Ik voel de naalden in mijn onderbroek prikken. Uiteindelijk zie ik het einde van de kloof en heel in de verte een dorpje. Dat is nog minstens tien kilometer hier vandaan en ik mag toch hopen dat Kokinoplos hier nog voor ligt. Het pad wordt goed beloopbaar, maar gaat wel stijgen. Ook lopen we hier in de bloedhete zon. Het pad draait naar rechts en naar beneden en daar ligt Kokinoplos.119. Kokinoplos M’n laatste slokje water gaat erdoor, nog een kwartiertje en ik zit aan een biertje. Dat heb ik wel verdiend.120. Terras Kokinopolis Aan het begin van het pad staat een bord dat het tien uur lopen is naar de SEO-berghut. Het is nu kwart over vijf, wij hebben er ruim negen uur over gedaan (inclusief pauzes). Maar ja, wij hebben voornamelijk gedaald! Tien uur lijkt mij alleen haalbaar voor zeer getrainde bergwandelaars en dan hooguit met een dagrugzak. Nee, vanaf deze kant de Olympos op lijkt mij geen pretje. In het dorp is het even zoeken naar hotel Diaz, het enige hotel trouwens. We worden verwacht, Mike is zo vriendelijk geweest om voor ons te reserveren. Ik plof neer op het terras, ik kan echt niet meer. Ik voel me min of meer uitgedroogd en bestel een… Amstel. Tja, je bent in Griekenland en meestal is er alleen Amstel of Heineken in huis en dan te bedenken dat het Griekse bier, Mythos of Alfa, veel lekkerder is. Ik zie dat het een zeer simpel hotel is, geld om de boel eens goed te renoveren is er natuurlijk niet. Er zullen hier maar weinig toeristen komen.
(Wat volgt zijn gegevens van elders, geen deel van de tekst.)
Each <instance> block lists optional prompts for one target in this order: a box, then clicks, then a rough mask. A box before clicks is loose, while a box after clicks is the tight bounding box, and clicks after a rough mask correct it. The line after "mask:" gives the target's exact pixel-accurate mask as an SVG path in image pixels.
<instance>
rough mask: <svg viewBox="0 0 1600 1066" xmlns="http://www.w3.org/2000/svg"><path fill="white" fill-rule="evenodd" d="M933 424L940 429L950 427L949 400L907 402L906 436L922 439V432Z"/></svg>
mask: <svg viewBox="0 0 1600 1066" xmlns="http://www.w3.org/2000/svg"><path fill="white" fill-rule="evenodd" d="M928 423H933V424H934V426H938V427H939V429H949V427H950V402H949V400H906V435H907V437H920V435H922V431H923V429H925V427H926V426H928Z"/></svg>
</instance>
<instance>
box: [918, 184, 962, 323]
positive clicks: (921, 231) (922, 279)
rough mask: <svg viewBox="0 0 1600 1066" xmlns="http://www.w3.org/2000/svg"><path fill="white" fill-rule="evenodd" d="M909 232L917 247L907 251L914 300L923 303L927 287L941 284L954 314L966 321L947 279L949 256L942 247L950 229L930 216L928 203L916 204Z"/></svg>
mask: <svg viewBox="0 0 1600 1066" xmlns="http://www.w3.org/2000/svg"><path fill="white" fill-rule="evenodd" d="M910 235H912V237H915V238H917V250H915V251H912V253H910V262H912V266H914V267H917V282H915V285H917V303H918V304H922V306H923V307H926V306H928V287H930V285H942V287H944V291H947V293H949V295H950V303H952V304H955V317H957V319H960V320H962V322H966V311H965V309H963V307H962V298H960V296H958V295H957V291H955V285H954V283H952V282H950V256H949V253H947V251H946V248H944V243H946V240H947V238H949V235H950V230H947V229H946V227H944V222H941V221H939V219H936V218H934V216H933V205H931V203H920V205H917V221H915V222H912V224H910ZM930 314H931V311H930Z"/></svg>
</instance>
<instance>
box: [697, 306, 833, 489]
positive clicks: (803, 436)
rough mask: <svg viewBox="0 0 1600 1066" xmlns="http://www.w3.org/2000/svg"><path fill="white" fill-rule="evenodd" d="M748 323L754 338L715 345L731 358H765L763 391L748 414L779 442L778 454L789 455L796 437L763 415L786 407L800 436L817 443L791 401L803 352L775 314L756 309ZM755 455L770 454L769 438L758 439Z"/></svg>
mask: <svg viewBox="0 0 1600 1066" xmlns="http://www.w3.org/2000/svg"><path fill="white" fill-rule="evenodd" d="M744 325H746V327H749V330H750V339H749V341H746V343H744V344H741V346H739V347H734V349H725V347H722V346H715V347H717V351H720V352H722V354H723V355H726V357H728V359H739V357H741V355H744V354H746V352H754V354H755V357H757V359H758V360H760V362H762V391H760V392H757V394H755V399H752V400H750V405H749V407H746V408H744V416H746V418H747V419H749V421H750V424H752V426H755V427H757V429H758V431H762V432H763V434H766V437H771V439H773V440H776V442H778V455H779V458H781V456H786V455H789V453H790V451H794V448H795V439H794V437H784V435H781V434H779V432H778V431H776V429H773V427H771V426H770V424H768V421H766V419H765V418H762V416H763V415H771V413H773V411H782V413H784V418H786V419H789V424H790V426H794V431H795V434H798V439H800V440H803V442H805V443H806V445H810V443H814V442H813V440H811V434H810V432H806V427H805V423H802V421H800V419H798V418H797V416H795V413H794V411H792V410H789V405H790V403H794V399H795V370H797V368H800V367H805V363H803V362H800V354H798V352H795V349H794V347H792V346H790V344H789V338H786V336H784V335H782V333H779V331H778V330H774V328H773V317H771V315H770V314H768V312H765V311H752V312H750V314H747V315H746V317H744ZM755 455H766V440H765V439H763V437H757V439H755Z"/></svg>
We gaan naar onze kamers, en ik doe mijn trekkingbroek maar in een sopje, hij is helemaal wit uitgeslagen van het zout. Zelf ga ik onder de douche, en dat blijkt een echte Griekse douche te zijn. In het verleden zal dit een grote kast zijn geweest, maar door de plaatselijke klusser voorzien van een toilet én een douche. De leidingen maken de vreemdste bochten. Vergeet niet om voor het douchen het toiletpapier in veiligheid te brengen. Ook komt het veelvuldig voor dat het warme water uit de blauwgemerkte kraan komt en het koude water uit de roodgemerkte. Een echte Griekse loodgieter houdt zich vanzelfsprekend niet bezig met onbenullige details. Goed, het water is in elk geval nat en bovendien warm, dat is al heel wat. Tegen achten krijgen we salade met fetakaas, frites en op houtskool geroosterd varkensvlees. Nog een Amstel erbij en ik voel me weer als nieuw. ’s Avonds bel ik nog even naar Italië, ook daar gaat alles goed. Om tien uur lig ik erin, morgen naar Livadi.